Pedro e António: unidos pela barriga
JOÃO MIGUEL
TAVARES 24/09/2015 - PÚBLICO
A partir do momento que há
números e cenários, as más notícias para o Governo também são más notícias para
o PS.
Esta campanha
eleitoral está a ser curiosa, porque Pedro Passos Coelho e António Costa
parecem dois alcoólicos em reabilitação deixados à solta numa adega. Por
“alcoólico” entenda-se o político viciado em prometer muito mais do que cumpre.
Por
“reabilitação” entenda-se o esforço – real – para se ser mais sério do que
antes, dada a intolerância do eleitorado para a aldrabice. E por “adega”
entenda-se o actual tempo de campanha, onde a tentação do populismo bacoco e da
promessa desvairada é irresistível.
Pedro e António
estão a sofrer com o abismo que se cavou entre a sua natureza política e
partidária (prometer o que não podem) e a actual situação política e económica,
que exige uma contenção única na nossa história democrática. Curiosamente, PSD
e PS encontraram soluções muito diferentes para enfrentar este dilema.
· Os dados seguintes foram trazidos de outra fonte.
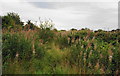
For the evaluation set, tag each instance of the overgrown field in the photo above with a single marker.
(47, 51)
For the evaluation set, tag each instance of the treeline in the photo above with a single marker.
(42, 50)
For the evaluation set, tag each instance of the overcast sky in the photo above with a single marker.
(66, 15)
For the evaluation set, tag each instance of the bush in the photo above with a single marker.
(16, 44)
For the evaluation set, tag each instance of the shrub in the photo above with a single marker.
(15, 43)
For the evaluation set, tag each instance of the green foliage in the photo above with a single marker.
(15, 43)
(46, 35)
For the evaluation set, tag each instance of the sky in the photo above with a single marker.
(94, 14)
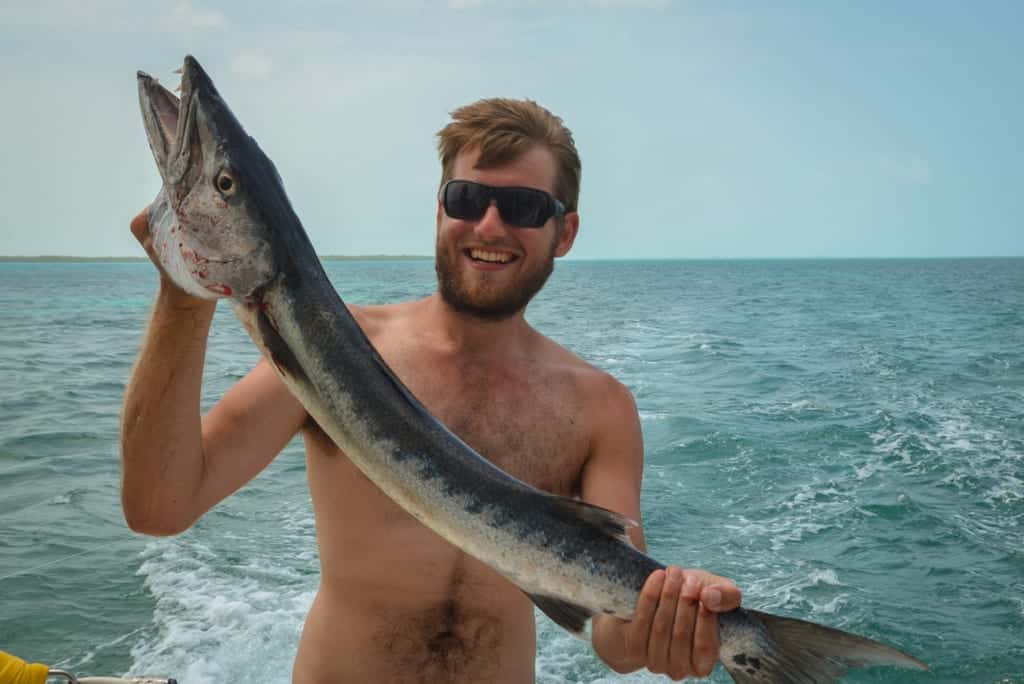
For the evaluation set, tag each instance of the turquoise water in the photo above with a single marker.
(844, 438)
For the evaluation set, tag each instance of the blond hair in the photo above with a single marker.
(504, 130)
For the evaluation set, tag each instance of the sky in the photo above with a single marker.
(707, 129)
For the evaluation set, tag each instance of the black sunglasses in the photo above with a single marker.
(521, 207)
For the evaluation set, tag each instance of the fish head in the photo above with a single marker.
(213, 234)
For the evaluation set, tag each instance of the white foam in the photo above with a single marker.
(219, 622)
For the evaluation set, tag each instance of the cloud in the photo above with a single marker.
(183, 15)
(631, 4)
(250, 63)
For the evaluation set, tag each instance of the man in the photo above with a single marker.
(396, 603)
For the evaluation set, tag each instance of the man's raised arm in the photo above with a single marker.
(175, 464)
(675, 630)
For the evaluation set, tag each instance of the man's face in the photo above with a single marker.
(487, 268)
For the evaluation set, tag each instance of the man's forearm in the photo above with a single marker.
(608, 640)
(161, 425)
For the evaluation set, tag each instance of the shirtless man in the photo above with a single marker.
(397, 603)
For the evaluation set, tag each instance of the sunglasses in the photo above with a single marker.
(521, 207)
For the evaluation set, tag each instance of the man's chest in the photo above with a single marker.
(523, 418)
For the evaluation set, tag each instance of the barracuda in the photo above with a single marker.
(222, 227)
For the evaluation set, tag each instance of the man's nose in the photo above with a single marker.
(491, 224)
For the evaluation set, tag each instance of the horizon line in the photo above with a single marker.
(68, 258)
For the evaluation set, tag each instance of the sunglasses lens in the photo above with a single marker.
(465, 201)
(521, 207)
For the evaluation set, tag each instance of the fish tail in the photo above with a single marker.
(759, 648)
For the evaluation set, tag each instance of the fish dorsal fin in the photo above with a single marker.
(569, 616)
(611, 523)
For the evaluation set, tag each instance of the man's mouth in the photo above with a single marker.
(487, 256)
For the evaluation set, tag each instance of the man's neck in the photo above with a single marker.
(463, 333)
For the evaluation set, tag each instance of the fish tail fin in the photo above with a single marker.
(759, 648)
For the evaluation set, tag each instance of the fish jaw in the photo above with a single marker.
(206, 225)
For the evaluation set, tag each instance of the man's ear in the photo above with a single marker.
(570, 226)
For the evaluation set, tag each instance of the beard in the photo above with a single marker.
(487, 301)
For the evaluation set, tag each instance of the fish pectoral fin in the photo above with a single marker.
(609, 522)
(569, 616)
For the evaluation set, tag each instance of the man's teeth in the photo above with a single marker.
(493, 257)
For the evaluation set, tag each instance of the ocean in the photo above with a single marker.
(845, 438)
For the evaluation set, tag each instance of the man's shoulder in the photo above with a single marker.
(595, 383)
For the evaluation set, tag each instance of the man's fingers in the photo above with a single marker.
(720, 595)
(639, 627)
(659, 640)
(682, 631)
(706, 642)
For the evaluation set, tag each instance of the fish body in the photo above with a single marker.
(222, 227)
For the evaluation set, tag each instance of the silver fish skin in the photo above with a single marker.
(223, 227)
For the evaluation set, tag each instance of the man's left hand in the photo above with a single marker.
(675, 629)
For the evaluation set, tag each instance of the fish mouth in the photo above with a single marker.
(172, 136)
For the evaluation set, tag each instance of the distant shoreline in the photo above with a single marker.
(73, 259)
(417, 257)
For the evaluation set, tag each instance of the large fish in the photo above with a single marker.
(222, 227)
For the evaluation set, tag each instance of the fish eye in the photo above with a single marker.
(225, 182)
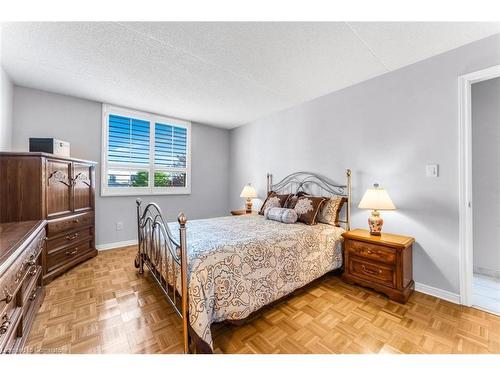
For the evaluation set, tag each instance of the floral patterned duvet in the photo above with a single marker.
(238, 264)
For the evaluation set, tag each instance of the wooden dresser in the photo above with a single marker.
(38, 186)
(383, 263)
(21, 289)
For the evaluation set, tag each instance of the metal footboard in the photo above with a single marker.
(164, 256)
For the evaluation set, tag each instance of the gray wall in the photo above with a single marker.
(486, 176)
(5, 111)
(43, 114)
(386, 130)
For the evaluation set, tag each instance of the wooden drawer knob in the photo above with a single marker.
(5, 324)
(371, 271)
(8, 297)
(72, 252)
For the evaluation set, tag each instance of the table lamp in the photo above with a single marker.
(248, 192)
(376, 199)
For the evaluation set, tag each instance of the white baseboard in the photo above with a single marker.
(114, 245)
(436, 292)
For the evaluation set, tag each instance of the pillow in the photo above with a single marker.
(273, 200)
(292, 199)
(307, 208)
(284, 215)
(329, 213)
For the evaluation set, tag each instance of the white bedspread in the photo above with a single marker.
(238, 264)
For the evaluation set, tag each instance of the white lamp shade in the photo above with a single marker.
(376, 199)
(248, 192)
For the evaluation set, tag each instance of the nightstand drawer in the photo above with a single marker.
(371, 251)
(383, 274)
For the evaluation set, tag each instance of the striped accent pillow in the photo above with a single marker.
(284, 215)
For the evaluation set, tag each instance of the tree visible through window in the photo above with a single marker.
(144, 153)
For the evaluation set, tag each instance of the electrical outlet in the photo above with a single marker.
(432, 170)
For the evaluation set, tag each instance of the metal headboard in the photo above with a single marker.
(303, 181)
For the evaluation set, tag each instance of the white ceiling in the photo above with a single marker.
(224, 74)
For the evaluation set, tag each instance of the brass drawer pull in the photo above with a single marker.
(73, 237)
(5, 324)
(371, 271)
(72, 252)
(33, 295)
(32, 260)
(8, 297)
(33, 271)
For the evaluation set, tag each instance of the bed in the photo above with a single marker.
(227, 268)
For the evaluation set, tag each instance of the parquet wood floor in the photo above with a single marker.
(104, 306)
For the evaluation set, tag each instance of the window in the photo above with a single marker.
(144, 153)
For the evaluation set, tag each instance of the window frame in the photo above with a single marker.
(108, 109)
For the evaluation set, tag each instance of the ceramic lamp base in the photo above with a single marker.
(249, 205)
(375, 223)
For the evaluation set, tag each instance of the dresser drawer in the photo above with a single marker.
(65, 255)
(380, 273)
(70, 223)
(9, 324)
(371, 252)
(69, 238)
(13, 279)
(31, 280)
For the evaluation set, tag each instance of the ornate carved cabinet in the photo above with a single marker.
(21, 290)
(35, 186)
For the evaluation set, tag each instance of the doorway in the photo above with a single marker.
(480, 189)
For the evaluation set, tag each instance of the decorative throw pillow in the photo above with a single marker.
(292, 199)
(329, 213)
(273, 200)
(284, 215)
(307, 208)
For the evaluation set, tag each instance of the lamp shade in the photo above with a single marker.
(376, 199)
(248, 192)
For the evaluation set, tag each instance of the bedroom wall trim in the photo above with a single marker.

O PSD
optou por compor um programa eleitoral cheio de verbos que não dizem nada, tipo
“valorizar”, “promover” ou “aprofundar”, desculpando-se que os seus números já
tinham sido entregues em Abril, via Programa de Estabilidade e Crescimento. O
PS foi mais ambicioso: apresentou uma bela colectânea de mapas compilada por
Centeno & companhia, atitude bem mais séria do que a do PSD, mas muito mais
atreita a escorregadelas durante a campanha eleitoral – pela simples razão de
que as promessas de António Costa tendem a não bater certo com os números de
Mário Centeno.
Foi assim que o
líder do PS foi apanhado na curva dos mil milhões de cortes nas prestações
sociais, não necessariamente por se ter esquecido dessa parte do programa
(embora toda a gente tenha ficado a achar que sim), mas porque o programa é
muitíssimo vago, falando apenas (perdoem o deplorável português) em “reavaliar
e reforçar a coerência do modelo de aplicação da condição de recursos nas
prestações sociais de natureza não contributiva”. Ou seja, se o PSD verbalizou
sem quantificar, o PS quantificou sem verbalizar. Daí a necessidade posterior
de piruetas semânticas, como esta de António Costa: “não são cortes, são
poupanças”, que é assim como dizer que Joana Amaral Dias não estava nua, mas
apenas sem roupa.
Nesse sentido,
Costa foi vítima da sua própria seriedade pré-campanha, que não é compatível
com a falta de seriedade da campanha propriamente dita. E o problema de colocar
números sérios nos programas eleitorais torna-se ainda mais óbvio num dia como
o de ontem: anúncio de défice de 7,2% em 2014, 4,7% no primeiro semestre,
necessidade de um milagre para atingir o défice previsto de 2,7% em 2015, e
possibilidade real de ele trepar muito acima disso devido às necessidades de
financiamento do Novo Banco.
Esta notícia
teria tudo para ser um desastre para o governo, não fosse ser ela também um
desastre para o PS. Repare-se como, desta vez, não só Passos Coelho achou que
devia acalmar os portugueses em relação ao estado do país, como António Costa
achou que devia acalmar os portugueses em relação ao programa do PS. “O nosso
programa mantém-se sólido e credível”, garantiu ele, atacando o défice de 7,2%.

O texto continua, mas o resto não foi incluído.